In each treatment, two independent experiments were conducted with at least eight samples.

5.3. Root Bioassays

5.3.1. Analysis of pH in Intracellular Structures and in the Apoplast Using Confocal Laser Scanning Microscopy

Acridine Orange (AO; Invitrogen, Waltham, MA, USA) was used as a vital dye that penetrates cells. It stains nucleic acids and simultaneously, having pH-sensing properties, visualizes acidic intracellular structures including autophagosomes. The experiments were carried out on 10–12-day old Arabidopsis seedlings. The experimental groups of seedlings were incubated in phytotoxin solutions containing 100 mM sorbitol and 0.1% DMSO, supplemented with either 10 µg/mL STA or 50 µg/mL HBI. These concentrations of phytotoxins are known as non-lethal but inhibiting root growth [24]. After incubation in toxin-free control or in toxin-supplemented experimental solutions, the seedlings were transferred to an aqueous solution of 25 µM AO for 10 min, then washed for 1 min in a buffer of 100 mM sorbitol, 2 mM Tris, 1 mM MES, 0.1 mM KCl, 0.1 mM CaCl2, pH 6.0 and analyzed under a confocal microscope LSM 780 (Carl Zeiss, Oberkochen, Germany) with a Plan-Apochromat objective 40×/1.4 Oil DIC. AO fluorescence was excited by a 488 nm argon laser; the fluorescence signal was detected in two channels, red and green (615–660 nm and 530–540 nm, respectively). To validate the method for assessing the pH of the apoplast using the AO fluorescent dye, experiments were performed in which the plasmalemma H+-ATPase inhibitor sodium orthovanadate (Na3VO4, Sigma-Aldrich) was used as a positive control.

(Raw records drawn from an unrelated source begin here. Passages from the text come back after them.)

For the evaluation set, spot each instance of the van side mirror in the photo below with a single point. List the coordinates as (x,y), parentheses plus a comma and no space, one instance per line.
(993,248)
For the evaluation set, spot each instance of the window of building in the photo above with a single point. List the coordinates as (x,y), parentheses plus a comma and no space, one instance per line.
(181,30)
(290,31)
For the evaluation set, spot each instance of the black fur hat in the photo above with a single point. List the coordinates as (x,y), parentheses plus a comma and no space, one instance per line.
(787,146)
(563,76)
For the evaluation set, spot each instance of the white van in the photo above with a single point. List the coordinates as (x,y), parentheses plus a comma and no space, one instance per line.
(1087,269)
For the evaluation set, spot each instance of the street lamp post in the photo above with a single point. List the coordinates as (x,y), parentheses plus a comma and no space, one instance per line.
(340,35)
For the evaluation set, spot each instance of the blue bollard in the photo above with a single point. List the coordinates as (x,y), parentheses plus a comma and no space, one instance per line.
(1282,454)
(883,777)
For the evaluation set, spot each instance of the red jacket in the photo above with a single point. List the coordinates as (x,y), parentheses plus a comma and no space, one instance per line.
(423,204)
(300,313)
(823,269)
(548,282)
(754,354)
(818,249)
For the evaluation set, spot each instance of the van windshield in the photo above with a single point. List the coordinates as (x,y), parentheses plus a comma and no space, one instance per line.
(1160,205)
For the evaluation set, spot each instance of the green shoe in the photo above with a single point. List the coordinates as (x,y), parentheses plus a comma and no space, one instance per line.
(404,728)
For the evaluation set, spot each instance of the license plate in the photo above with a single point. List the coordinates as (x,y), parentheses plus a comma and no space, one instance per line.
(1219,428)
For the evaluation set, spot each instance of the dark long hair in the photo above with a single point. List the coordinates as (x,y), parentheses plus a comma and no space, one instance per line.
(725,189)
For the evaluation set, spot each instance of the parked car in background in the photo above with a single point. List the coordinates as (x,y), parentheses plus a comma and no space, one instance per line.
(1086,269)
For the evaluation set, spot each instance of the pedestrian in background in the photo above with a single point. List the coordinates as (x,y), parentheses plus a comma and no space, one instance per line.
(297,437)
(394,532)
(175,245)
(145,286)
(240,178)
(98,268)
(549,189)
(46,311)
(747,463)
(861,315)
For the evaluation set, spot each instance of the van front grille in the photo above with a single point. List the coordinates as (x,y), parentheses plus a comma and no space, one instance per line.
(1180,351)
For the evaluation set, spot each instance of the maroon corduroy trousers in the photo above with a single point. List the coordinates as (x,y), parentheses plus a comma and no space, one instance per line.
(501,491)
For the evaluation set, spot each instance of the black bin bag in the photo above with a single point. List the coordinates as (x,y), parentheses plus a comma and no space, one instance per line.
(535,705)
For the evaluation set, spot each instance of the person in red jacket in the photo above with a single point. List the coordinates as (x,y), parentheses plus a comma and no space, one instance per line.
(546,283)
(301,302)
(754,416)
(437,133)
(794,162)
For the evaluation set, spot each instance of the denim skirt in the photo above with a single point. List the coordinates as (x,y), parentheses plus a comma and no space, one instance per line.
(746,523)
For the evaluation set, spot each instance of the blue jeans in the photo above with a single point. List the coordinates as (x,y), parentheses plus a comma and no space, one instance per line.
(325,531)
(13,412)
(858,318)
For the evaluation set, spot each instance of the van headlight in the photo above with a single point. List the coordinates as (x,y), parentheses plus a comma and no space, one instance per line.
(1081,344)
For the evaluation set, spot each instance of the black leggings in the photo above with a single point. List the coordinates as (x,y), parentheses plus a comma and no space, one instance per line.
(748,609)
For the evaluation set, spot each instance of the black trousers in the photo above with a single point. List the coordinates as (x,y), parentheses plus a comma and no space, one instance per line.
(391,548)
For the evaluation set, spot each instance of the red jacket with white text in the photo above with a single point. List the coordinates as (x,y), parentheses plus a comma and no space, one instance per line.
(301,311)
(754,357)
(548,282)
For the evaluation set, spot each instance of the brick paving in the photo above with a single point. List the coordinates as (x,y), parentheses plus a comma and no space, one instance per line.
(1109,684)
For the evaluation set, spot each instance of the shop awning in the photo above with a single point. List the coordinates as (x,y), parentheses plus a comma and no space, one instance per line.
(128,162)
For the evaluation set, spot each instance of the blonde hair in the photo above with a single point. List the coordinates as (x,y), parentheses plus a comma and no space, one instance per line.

5.3.2. Mitochondrial Membrane Potential Assay

To determine the changes in ΔΨm, a system of two fluorescent membrane potential-sensitive dyes was used: DiBAC4(3) (bis-1,3-dibutylbarbituric acid trimethine oxonol) and TMRM (tetramethylrodamine methyl ester). The lipophilic anionic dye DiBAC4(3) was used as a potential sensor of the plasma membrane ΔΨP, and the lipophilic cationic dye TMRM served as a probe of the mitochondrial potential ΔΨm. As a pharmacological control of the sensitivity of the ΔΨm evaluation method, experiments were carried out where Arabidopsis seedlings were treated with the mitochondrial ATP synthase inhibitor oligomycin at 10 µM and the protonophore CCCP (carbonyl cyanide m-chlorophenyl hydrazone) at 25 µM. The roots of 7–10-day-old seedlings were incubated in solutions in the presence or in the absence of phytotoxins (as in Section 5.3.1), and simultaneously were stained by the adding of the membrane potential-sensitive dyes (250 nM DiBAC4(3) or 100 nM TMRM). After that seedlings were studied in incubation medium without any washing under a confocal laser scanning system LSM 780 (Carl Zeiss, Jena, Germany) with a Plan-Apochromat 40×/1.4 Oil DIC objective. Fluorescence was excited by a 488 nm argon laser; the signal was detected in the range of 535–605 nm for TMRM and 500–545 nm for DiBAC4(3), respectively. Automatic segmentation of microscopic images was performed using machine learning algorithms of the Zen Intellesis software module of the ZEN software v.2.3 (Carl Zeiss, Germany), and the average fluorescence intensities of the TMRM probe per µm2 mitochondria of control and experimental root cells were calculated.

5.3.3. Mitotic Index

The mitotic index in the tips of onion rootlets was estimated using a common technique [29]. The tips of five roots 1 cm long were cut off and kept in STA solution (concentration 0.1–10 µg/mL) in 2% ethanol for 2 h. In the control, the roots were kept in 2% ethanol. The treated roots were fixed in Clark’s liquid (3 parts of 96% ethanol, 1 part of glacial acetic acid) for 5 min at room temperature and stored at −18 °C for 2–3 days. The nuclei in the samples were stained with acetocarmine for 2 min after heating and boiling, after which the samples were kept for 20 min in 45% acetic acid. Then, after removing the epidermis, the tip of the root was cut 1–2 mm long and crushed on a slide in a drop of 45% acetic acid by slightly pressing on the cover glass. The resulting monolayers of cells were observed under a light DM2500 microscope equipped with an N Plan 40×/0.65 Ph2 objective and a DFC320 digital camera (Leica Microsystems, Wetzlar, Germany). The number of dividing cells in different phases was counted in 30 fields of vision of 100 cells each. The mitotic index (MI) was determined by the formula MI = Nd/N*100%, where Nd is the number of dividing cells and N is the total number of registered cells.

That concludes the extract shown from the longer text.